I have answered that question with a plethora of responses:
It's a workout for your left head muscle.
You never know what you might be doing in the future.
It's history.
It's cool.
Someday, somebody could pay you to tell them what's in these books.
And while I still believe that math and science are an important part of every educated mind, I've had problems being motivated to teach the topics given in the basic curriculum.
After learning about Peak Oil, and then, economic imbalances, topped off with ecological collapse, what good did learning to solve equations with rational expressions do? How does spending two weeks of precious classtime on factoring prepare student to think critically?
I admit, I'd had reservations about college math curricula even before I'd learned about the impending slide of civilization. Any criticism or suggestion of restructure would be met by the math department with " Well they have to learn this."
"But, why?", I'd ask.
"Because they're learning critical thinking." was always the last response.
Nowhere have I ever found evidence of that claim.
So what then? What should my motivation to teach algebra, and the students' learning it, be?
Personally, I find the subject fascinating. The manipulation of tiny symbolic squiggles representing the unknown quantities of the universe dancing about a page is akin to a beautiful work of art or music. And I have always tried to communicate my own fascination and love of this subject, but many young college students just don't see it that way.
But more importantly, how will learning math help students navigate the challenges they are most certainly going to face as they live their lives in the coming years?
The easiest answer is to use mathematics to help students understand what is happening in the first place. In a class of Pre-algebra or general Algebra, the math topics are rudimentary, but amenable to using energy and population data for percent problems and linear equations. This kind of data is perfect for descriptive statistics analysis as well.
In a liberal arts math course, one can go even further. Looking at exponentials, compound interest, and annuity equations leads directly to the finite resource equation and finding the exponential reserve, which gives the amount of time left for a finite resource that is being used at an increasing percent annually. This allows analysis of gas, coal, oil, and even domestic wellwater timeframes.
In this way, by using actual data and mathematical analysis, communicating to students a realistic picture of the world outside the classroom is neither political, or, makes the teacher sound like a nut case.
Beyond that, re-learning all the skills lost by our cheap oil-cheap imports society will be a difficult task.
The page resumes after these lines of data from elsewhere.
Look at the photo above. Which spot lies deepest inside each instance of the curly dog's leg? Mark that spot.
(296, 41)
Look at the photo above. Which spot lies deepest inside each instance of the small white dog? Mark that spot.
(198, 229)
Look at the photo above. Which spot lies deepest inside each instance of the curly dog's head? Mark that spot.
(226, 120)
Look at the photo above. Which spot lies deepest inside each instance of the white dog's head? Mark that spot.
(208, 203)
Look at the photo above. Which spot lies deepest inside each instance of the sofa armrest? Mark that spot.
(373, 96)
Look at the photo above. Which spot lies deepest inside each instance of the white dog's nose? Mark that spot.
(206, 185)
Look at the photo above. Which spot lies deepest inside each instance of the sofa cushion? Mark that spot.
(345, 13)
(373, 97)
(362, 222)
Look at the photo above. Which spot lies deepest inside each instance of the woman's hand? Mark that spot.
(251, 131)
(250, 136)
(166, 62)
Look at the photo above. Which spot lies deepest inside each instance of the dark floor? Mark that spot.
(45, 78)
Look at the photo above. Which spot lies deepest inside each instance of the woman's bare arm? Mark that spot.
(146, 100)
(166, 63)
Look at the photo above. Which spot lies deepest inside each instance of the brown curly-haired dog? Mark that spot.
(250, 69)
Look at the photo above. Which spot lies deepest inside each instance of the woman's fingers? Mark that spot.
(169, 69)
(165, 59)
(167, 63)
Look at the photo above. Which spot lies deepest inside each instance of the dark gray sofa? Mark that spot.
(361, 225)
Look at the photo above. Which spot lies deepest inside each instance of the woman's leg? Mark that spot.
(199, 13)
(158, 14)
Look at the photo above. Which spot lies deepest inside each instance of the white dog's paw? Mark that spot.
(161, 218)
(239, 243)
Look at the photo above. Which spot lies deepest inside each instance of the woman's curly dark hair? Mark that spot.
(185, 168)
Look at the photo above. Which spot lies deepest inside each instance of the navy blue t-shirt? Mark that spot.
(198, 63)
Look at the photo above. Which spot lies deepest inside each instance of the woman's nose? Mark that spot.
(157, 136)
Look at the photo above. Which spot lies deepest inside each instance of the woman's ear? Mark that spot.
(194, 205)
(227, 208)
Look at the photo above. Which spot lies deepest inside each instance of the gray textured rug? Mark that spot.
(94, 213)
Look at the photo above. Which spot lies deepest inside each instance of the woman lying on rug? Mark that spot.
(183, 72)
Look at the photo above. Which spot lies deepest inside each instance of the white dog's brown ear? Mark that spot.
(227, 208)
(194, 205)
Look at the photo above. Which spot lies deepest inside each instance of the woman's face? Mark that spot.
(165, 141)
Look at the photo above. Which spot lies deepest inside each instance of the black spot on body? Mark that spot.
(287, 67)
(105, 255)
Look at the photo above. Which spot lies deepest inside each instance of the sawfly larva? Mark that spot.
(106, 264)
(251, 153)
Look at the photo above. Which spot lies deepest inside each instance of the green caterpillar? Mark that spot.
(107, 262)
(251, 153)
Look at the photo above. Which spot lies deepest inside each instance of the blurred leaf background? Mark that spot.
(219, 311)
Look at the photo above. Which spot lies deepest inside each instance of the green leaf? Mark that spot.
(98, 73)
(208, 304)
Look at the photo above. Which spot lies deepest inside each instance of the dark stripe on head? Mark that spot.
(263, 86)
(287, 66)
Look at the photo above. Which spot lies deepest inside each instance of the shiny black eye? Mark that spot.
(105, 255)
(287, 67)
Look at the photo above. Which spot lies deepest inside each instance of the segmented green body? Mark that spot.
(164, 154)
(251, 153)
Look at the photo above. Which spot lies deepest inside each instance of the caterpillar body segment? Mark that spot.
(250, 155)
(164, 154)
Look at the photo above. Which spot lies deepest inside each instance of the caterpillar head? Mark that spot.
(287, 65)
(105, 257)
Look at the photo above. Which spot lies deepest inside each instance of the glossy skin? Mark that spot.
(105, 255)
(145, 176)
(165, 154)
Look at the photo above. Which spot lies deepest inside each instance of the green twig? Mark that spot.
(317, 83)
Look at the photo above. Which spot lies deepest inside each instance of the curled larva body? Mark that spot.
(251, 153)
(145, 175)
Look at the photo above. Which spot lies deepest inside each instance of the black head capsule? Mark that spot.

If some Peak Oil theorists are right, we're going to have to learn to do many forgotten tasks ourselves. How much power can we get out of a nearby stream? How would we build a hydro-electric system?
Indeed, mathematics in a post-crash world will be used in carpentry, agriculture, domestic item production, civic engineering, food storage, the list is endless. McLuhan wrote we are returning to a cultural oral bias, this time with our eyes wide open. Perhaps we will have to re-live the entire history of mathematics from it's first applications to commerce and agriculture millenia ago in order to succeed in preserving our evolving culture.
In any case, mathematics curriculum must adapt to a post-oil reality, or the institutions that push it will be relegated to the dust bin. If only schools and universities just listened to their students asking "Why math?", and responded honestly, they would be much more successful in graduating productive students with higher quantitative and critical thinking skills. And we would all be better off as a society at large.